Here I will be implementing networks to recognize handwritten Hiragana symbols. The dataset to be used is Kuzushiji-MNIST or KMNIST for short. The paper describing the dataset is available here: https://arxiv.org/pdf/1812.01718.pdf. In short: significant changes occurred to the language when Japan reformed their education system in 1868, and the majority of Japanese today cannot read texts published over 150 years ago. This paper presents a dataset of handwritten, labeled examples of this old-style script (Kuzushiji). Along with this dataset, however, they also provide a much simpler one, containing 10 Hiragana characters with 7000 samples per class. This is the dataset I will be using.
Text from 1772 (left) compared to 1900 showing the standardization of written Japanese.
When run, part3.py will train three models, a Linear Network, Feed Forward network, and a Convolutional Network, for 10 epochs each. A full run of part3.py can take up to an hour.
A correct run over all epochs should produce the following plot:
Output plot for Part 3. On this dataset, learning occurs very fast, with a large amount occurring in one epoch. The increasing capacity and corresponding performance of each network type is clearly visible.
Contraints:
- Do not use torch.nn.Sequential, instead use torch.nn.functional to setup your network. An example of a linear net is present.
- In this assignment, all code will run on a CPU, regardless of which version of pytorch is installed. You may set code to run on a GPU during development if you wish to speed up training (although this wont make a big difference for this assignment), but ensure you do not have .cuda() or .to() calls in the code you submit.
- Shuffling in the Dataloader has been set to off for testing purposes - in practice this would be set to True. Do not modify this.
- Do not modify the training and testing code (exception: you may wish to comment out the code displaying the sample images. This code is marked with the comment # Can comment the below out during development ).

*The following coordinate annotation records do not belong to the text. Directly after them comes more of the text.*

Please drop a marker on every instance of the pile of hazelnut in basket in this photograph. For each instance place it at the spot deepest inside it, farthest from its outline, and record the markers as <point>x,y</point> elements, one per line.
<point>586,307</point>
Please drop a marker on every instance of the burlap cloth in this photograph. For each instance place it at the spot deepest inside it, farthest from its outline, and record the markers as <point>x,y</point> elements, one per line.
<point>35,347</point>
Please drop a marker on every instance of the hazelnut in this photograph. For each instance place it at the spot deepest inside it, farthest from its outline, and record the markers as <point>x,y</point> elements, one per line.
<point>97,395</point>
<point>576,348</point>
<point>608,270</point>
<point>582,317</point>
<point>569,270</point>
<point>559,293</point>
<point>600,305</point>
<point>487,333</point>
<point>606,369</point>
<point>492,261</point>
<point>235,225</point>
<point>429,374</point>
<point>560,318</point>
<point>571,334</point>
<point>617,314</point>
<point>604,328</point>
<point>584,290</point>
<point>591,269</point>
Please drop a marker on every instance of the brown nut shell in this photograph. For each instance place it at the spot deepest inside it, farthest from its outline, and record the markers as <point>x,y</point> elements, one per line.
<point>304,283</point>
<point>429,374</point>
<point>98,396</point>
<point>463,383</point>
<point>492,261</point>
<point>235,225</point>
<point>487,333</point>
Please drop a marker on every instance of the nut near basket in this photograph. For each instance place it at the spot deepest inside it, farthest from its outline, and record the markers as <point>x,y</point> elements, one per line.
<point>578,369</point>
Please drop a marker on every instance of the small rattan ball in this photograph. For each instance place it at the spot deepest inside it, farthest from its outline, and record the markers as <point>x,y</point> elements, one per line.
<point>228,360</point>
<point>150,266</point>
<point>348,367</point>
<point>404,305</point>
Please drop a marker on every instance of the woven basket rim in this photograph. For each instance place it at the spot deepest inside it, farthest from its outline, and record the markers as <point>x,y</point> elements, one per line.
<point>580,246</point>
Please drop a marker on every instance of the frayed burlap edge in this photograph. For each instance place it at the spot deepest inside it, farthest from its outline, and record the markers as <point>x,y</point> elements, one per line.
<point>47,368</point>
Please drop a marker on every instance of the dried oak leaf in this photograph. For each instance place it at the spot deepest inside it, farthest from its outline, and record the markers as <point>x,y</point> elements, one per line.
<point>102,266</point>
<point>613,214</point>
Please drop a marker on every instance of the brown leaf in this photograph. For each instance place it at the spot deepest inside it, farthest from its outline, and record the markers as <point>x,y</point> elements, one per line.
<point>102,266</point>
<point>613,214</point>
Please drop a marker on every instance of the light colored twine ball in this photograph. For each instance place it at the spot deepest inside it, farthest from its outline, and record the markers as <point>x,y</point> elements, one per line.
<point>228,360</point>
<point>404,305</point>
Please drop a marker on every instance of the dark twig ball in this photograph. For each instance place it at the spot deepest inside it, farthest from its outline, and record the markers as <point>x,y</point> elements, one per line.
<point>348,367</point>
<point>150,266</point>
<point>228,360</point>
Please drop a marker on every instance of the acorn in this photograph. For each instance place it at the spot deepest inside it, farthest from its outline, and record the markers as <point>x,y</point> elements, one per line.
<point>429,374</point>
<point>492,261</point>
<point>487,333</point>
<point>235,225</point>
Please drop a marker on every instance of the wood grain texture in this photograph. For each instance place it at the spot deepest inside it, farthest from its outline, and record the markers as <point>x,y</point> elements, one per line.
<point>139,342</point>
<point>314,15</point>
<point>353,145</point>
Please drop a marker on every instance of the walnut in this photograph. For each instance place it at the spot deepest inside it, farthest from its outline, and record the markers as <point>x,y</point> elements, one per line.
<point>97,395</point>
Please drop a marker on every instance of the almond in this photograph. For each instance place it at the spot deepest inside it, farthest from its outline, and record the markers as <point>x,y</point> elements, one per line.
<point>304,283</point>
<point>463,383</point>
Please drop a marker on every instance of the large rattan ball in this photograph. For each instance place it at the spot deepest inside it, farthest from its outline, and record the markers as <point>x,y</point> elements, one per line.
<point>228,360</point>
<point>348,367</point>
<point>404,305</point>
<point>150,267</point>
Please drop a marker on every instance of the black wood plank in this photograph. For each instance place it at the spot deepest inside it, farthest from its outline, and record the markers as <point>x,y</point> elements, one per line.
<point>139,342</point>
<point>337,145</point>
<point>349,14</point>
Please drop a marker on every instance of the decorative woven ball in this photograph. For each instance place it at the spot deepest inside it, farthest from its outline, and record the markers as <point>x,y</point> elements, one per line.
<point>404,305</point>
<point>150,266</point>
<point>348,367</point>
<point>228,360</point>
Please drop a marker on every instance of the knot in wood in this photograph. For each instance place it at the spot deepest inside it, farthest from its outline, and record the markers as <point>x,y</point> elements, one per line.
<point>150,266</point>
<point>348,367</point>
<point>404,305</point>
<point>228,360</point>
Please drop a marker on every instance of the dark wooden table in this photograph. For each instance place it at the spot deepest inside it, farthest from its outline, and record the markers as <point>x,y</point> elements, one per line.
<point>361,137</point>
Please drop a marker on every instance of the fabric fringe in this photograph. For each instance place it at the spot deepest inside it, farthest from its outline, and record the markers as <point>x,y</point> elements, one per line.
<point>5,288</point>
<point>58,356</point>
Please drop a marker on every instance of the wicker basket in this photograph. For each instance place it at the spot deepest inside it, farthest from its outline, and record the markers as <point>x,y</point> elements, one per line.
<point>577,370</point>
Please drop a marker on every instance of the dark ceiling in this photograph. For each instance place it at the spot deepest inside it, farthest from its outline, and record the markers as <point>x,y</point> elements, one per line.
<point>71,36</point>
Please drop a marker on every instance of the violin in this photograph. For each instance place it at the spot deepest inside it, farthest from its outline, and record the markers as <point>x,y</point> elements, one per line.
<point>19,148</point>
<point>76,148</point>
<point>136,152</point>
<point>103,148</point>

- Do not change the names of files.
- Naming: Standard convention is to name fully connected layers fc1, fc2 etc, where the number indicates depth. Similarly for convolutional layers, conv1, conv2 should be used.
Task 1 - View Batch
Whenever developing deep learning models, it is absolutely critical to begin with a complete understanding of the data you are using. For this reason, implement a function that returns an 8x8 tiling of a batch of 64 images produced by one of the dataloaders, and the corresponding labels in a numpy array. Once implemented correctly, you should see he image shown below when running part3.py.
First batch of images from KMNIST tiled in 8x8 grid, produced by a correct view_batch
You should also see the following printed to stdout:
[[8 7 0 1 4 2 4 8]
[1 1 5 1 0 5 7 6]
[1 7 9 5 7 3 7 5]
[6 6 2 7 6 0 9 6]
[1 5 9 5 8 0 0 8]
[8 6 7 7 7 8 1 9]
[6 0 5 1 1 1 3 2]
[2 6 4 3 5 5 4 6]]
Note that there are no part marks for a partially correct network structure. Do not assume inputs have been flattened prior to being fed into the forward pass.
Task 2 - Loss
Implement a correct loss function (NNModel.lossfn). You may (and should) make calls to PyTorch here. See the comment for further information.
Task 3 - FeedForward Network
Implement a feedforward network according to the specifications in the accompanying docstring.
Task 4 - Convolutional Network
Implement a convolutional network according to the specifications in the accompanying docstring.